This article was written by Jacquelyn Dang and originally appeared on CureCervicalCancer’s website.
Today marked the end of an incredibly successful 1-week program in Kiambu County. Five days of screening culminated in an inspirational graduation ceremony during which Kiambu County’s Head of Reproductive Health, Dr. Wanyee, made a surprise appearance. A well-respected woman with great influence, she expressed her gratitude towards the CureCervicalCancer Team for donating all the equipment necessary to sustain the six clinics in the region and for passing on the knowledge and skills to save lives to the local health care professionals of Kiambu.
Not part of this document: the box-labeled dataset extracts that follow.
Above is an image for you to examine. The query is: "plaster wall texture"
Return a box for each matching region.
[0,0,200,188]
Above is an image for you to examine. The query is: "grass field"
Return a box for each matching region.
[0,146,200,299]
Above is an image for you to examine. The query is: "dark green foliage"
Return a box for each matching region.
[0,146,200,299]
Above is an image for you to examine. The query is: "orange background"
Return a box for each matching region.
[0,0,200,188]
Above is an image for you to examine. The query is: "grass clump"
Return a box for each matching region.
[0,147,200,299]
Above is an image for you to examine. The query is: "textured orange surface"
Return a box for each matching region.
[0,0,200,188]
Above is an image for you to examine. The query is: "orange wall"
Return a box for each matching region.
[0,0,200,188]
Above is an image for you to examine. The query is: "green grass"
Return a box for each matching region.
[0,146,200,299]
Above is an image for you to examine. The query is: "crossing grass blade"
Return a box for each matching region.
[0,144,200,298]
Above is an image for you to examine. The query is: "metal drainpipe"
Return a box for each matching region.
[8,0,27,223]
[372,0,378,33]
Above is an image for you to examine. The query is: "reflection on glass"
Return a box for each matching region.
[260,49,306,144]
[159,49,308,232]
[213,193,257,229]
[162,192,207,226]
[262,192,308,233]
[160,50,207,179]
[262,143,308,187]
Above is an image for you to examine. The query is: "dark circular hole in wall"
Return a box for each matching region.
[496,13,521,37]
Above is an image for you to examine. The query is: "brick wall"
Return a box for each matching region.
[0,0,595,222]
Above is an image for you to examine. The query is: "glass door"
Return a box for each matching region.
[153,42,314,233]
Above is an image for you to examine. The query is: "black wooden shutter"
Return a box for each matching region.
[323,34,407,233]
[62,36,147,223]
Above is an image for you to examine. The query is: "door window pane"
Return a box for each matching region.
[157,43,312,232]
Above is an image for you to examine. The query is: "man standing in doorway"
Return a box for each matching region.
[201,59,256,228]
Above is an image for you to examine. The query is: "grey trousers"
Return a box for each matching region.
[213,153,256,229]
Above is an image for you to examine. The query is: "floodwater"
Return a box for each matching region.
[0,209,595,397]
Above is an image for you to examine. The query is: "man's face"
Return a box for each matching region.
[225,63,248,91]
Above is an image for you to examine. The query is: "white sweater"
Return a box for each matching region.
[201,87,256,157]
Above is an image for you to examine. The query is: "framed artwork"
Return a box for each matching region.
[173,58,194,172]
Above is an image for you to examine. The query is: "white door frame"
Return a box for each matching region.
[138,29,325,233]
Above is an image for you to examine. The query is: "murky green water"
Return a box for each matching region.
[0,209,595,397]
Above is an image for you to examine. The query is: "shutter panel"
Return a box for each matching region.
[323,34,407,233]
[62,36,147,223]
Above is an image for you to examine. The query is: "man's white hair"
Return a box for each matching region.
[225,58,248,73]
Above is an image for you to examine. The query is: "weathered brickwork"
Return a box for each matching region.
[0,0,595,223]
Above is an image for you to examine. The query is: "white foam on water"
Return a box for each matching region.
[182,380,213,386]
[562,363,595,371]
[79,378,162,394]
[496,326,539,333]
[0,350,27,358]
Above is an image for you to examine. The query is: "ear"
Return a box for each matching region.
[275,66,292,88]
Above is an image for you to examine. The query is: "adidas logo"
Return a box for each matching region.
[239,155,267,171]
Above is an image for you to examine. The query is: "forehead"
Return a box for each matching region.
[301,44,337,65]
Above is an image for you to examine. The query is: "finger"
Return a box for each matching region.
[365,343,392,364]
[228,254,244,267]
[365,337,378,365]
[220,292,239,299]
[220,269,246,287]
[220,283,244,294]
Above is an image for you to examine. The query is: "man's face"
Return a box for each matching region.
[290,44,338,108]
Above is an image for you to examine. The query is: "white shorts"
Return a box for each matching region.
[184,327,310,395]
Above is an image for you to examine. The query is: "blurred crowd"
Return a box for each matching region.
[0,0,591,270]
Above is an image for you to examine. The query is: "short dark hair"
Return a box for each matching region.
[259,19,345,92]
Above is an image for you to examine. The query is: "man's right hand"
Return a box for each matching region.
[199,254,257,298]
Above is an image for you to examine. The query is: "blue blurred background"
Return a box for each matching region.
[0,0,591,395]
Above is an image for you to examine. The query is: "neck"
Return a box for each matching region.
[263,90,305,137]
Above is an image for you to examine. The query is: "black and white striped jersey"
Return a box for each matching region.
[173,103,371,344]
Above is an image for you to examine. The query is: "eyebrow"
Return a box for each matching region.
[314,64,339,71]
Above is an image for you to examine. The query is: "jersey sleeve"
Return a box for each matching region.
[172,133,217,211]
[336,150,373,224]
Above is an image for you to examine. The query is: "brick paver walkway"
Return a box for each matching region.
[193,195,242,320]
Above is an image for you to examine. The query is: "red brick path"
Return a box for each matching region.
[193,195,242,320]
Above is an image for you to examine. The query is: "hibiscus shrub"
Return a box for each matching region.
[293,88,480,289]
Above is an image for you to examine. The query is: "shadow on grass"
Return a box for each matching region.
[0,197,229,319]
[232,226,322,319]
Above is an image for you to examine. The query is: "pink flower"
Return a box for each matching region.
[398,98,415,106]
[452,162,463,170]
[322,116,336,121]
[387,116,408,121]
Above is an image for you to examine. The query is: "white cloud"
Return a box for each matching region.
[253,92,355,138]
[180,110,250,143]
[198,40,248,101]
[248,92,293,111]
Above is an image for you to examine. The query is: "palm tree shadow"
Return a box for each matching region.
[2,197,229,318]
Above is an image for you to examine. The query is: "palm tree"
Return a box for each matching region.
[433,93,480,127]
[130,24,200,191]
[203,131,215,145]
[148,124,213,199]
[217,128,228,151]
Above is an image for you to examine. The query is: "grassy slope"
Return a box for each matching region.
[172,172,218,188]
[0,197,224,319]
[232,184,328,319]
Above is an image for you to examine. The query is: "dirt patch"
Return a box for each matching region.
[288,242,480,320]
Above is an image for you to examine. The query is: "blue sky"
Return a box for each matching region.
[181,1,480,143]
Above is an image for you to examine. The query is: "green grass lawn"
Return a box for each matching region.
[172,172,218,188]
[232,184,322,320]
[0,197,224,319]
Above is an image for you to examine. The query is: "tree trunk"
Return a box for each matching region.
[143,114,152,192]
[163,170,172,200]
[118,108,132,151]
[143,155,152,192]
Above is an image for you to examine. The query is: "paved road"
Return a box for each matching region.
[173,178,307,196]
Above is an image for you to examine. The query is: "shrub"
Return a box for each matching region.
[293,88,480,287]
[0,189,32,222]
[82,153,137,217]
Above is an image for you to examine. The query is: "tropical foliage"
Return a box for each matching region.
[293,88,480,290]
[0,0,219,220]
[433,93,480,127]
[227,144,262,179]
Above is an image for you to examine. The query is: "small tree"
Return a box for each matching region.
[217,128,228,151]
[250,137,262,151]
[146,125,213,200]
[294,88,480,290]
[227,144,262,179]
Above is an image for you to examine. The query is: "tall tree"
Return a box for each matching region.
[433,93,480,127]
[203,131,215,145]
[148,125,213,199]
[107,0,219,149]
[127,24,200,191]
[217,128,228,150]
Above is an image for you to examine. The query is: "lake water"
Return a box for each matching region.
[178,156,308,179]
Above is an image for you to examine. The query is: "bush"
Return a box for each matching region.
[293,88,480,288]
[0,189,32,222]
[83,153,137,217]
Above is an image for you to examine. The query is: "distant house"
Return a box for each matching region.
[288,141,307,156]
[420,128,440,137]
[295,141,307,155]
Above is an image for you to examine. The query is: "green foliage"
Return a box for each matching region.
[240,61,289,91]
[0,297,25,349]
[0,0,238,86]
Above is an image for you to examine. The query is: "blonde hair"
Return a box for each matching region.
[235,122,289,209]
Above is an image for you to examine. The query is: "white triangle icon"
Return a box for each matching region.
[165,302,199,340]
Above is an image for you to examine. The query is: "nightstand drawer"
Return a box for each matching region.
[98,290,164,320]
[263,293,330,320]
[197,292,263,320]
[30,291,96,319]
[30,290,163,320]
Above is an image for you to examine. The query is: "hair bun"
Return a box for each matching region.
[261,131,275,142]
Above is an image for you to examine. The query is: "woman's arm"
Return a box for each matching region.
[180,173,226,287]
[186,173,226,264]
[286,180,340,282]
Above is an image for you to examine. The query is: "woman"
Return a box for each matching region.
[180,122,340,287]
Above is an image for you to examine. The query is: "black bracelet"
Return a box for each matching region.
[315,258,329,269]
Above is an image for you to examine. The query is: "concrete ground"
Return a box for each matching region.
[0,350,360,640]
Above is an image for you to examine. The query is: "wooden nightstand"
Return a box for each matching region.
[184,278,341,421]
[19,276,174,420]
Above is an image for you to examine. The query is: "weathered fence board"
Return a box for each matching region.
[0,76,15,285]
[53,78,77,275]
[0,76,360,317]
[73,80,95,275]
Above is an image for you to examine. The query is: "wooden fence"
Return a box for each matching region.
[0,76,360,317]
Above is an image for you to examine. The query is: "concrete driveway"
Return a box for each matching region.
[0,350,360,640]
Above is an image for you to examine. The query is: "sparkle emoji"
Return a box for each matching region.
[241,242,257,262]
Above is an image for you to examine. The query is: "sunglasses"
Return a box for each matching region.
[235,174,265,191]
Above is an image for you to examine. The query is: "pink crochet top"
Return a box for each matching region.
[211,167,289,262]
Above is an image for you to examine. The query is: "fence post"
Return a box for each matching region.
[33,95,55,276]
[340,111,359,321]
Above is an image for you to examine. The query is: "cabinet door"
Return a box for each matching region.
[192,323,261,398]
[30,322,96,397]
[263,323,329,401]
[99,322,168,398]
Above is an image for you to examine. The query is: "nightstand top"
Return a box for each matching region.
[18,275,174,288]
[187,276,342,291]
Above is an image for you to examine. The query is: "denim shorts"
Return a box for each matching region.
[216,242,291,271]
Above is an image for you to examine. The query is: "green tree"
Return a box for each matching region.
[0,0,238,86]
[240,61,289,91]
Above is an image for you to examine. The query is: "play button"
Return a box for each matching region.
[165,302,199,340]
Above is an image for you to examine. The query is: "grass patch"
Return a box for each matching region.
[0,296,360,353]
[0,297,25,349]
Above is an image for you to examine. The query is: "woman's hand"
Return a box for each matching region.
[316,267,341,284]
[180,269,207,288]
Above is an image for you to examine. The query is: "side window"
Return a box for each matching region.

As the ceremony went on, it was disclosed that many of the public Ministry of Health hospitals already possessed cryotherapy guns and tanks of nitrous gas. However, the outrageous realization that the equipment had sat at the clinics unused and collecting dust for the past three or four years since they have been donated by other US-based organizations left jaws hanging on the floor. Prior to CCC’s program, other non-profits have come and gone through Kiambu. However, while they held screening programs themselves and donated essential equipment, they did not leave the most important thing: the knowledge for the local nurses and midwives to carry on the treatment. Therefore, CCC’s Hi-Volume, Hi-Impact “See and Treat” training program is unique from other screening programs in that CCC trains the trainers in an intimate setting with a low trainee to trainer ratio. Consequently, the program was met with immense gratitude and open arms.
By the end of the week, the CCC Team screened 674 women and successfully treated 60 with cryotherapy for precancerous cervical lesions. CCC graduated 16 incredibly competent nurses and midwives, now empowered with the skills and knowledge to provide treatment for their fellow Kenyan sisters.